当前位置：网站首页>Thesis reading (57):2-hydr_ Ensemble: lysine 2-hydroxyisobutyrylation identification with ensemble method (task)

Thesis reading (57):2-hydr_ Ensemble: lysine 2-hydroxyisobutyrylation identification with ensemble method (task)

2022-06-23 18:04:00 【Inge】

List of articles

1 introduce
2 Method

1 introduce

1.1 subject

2021： Identification of lysine by integrated method 2- Hydroxyisobutyrylation (Lysine 2-hydroxyisobutyrylation identification with ensemble method)

1.2 summary

Lysine 2- Hydroxyisobutyrylation is a new type of post-translational modification detected in proteomics . This modification research may contribute to the research and drug development of a variety of diseases . In this work , A new 2-hydr_Ensemble Residue identification algorithm , This residue has sequence information at the protein level . This method is compared with typical classification models . Results show HeLa cells 、 Spirococcus 、 Rice seeds , And Saccharomyces cerevisiae AUC The values reach... Respectively 0.9197、0.8192、0.9307, as well as 0.8897. The statistical characteristics of Bayes with two profiles are further used , Find out the potential information from several eigenvectors .

1.3 Bib

@article{
    Bao:2021:104351,
author		=	{
    Wen Zheng Bao and Bin Yang and Bai Tong Chen},
title		=	{
    2-hydr\_ensemble: Lysine 2-hydroxyisobutyrylation identification with ensemble method},
journal		=	{
    Chemometrics and Intelligent Laboratory Systems},
volume		=	{
    215},
pages		=	{
    104351},
year		=	{
    2021},
doi			=	{
    10.1016/j.chemolab.2021.104351}
}

2 Method

2.1 Modified residues

2.1.1 The correlation coefficient (CC)

Pearson correlation coefficient is a linear correlation coefficient , It is generally used to correct the correlation between two variables of residues . For two gene sequences $X$ and $Y$ , Pearson correlation coefficient The calculation is as follows ：
$\tag{1} R_{X,Y}=\frac{\sum{(X-\overline{X})(Y-\overline{Y})}}{\sqrt{\sum{(X-\overline{X})^2(Y-\overline{Y})^2}}},$ among $\overline{X}$ Express $X$ Average value .
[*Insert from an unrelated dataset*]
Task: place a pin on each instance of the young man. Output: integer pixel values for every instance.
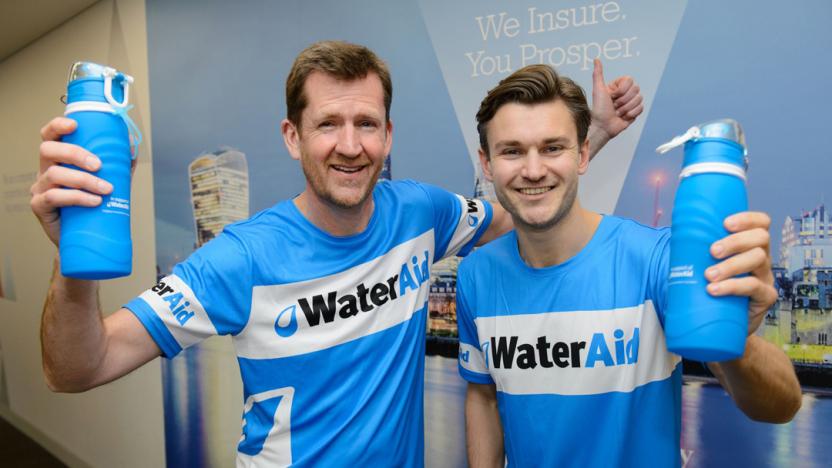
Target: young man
(560, 321)
(324, 295)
2.1.2 Partial correlation coefficient (PCC)

Partial correlation coefficient is the correlation coefficient of two variables without the influence of other variables . Because the relationship between the two variables is very complex , May be affected by multiple variables , So the partial correlation coefficient is greater than CC Better choice .PCC According to its corresponding CC To define . Make $R$ Express CC matrix , Its inverse matrix is $R^{-1}$ , be PCC The calculation for the ：
$\tag{2} R_{X,Y}'=\frac{R_{X,Y}^{-1}}{\sqrt{R_{X,X}^{-1}R_{Y,Y}^{-1}}}$

2.1.3 Conditional mutual information (CMI)
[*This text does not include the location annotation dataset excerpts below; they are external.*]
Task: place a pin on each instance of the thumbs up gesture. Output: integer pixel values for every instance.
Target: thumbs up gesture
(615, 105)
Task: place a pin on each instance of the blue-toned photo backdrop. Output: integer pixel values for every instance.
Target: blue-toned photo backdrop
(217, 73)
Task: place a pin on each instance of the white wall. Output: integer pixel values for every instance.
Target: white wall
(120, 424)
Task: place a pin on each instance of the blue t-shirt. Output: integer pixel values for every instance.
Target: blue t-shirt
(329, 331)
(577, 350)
Mutual information (MI) It can measure the non-linear correlation between modified residues and unmodified residues ：
$\tag{3} I(X,Y)=\sum_{x\in X}\sum_{y\in Y}p(x,y)\log\frac{p(x,y)}{p(x)p(y)},$ among $p (x)$ yes $x$ Probability 、 $p (x, y)$ It's the joint probability , They can be obtained by Gaussian kernel probability density estimation ：
$\tag{4} p\left(x_{i}\right)=\frac{1}{N} \sum_{j=1}^{N} \frac{1}{(2 \pi)^{n / 2} \sigma_{x}^{n / 2}} \exp \left(-\frac{1}{2}\left(X_{j}-X_{i}\right)^{T} C^{-1}\left(X_{j}-X_{i}\right)\right),$ among $C$ Express $X$ The covariance matrix of 、 $\sigma_x$ Express $C$ Standard deviation , as well as $n$ and $N$ It represents the number of genes and the number of gene expression points respectively . therefore ,MI It can be calculated as ：
$\tag{5} I(X, Y)=\frac{1}{2} \log \left(\frac{\sigma_{X}^{2} \sigma_{Y}^{2}}{|C(X, Y)|}\right),$ among $∣ C (X, Y) ∣$ It's a determinant .
However ,MI There are high estimate problems . therefore , Conditional mutual information (CMI) Proposed ：
$\tag{6} CMI(X, Y |Z) = \sum_{x \in X, y \in Y, z \in Z} p(x, y, z) \log \frac{p(x, y \mid z)}{p(x \mid z) p(y \mid z)}.$ If two genes $X$ $Y$ It's irrelevant , $C M I (X, Y ∣ Z) = 0$ .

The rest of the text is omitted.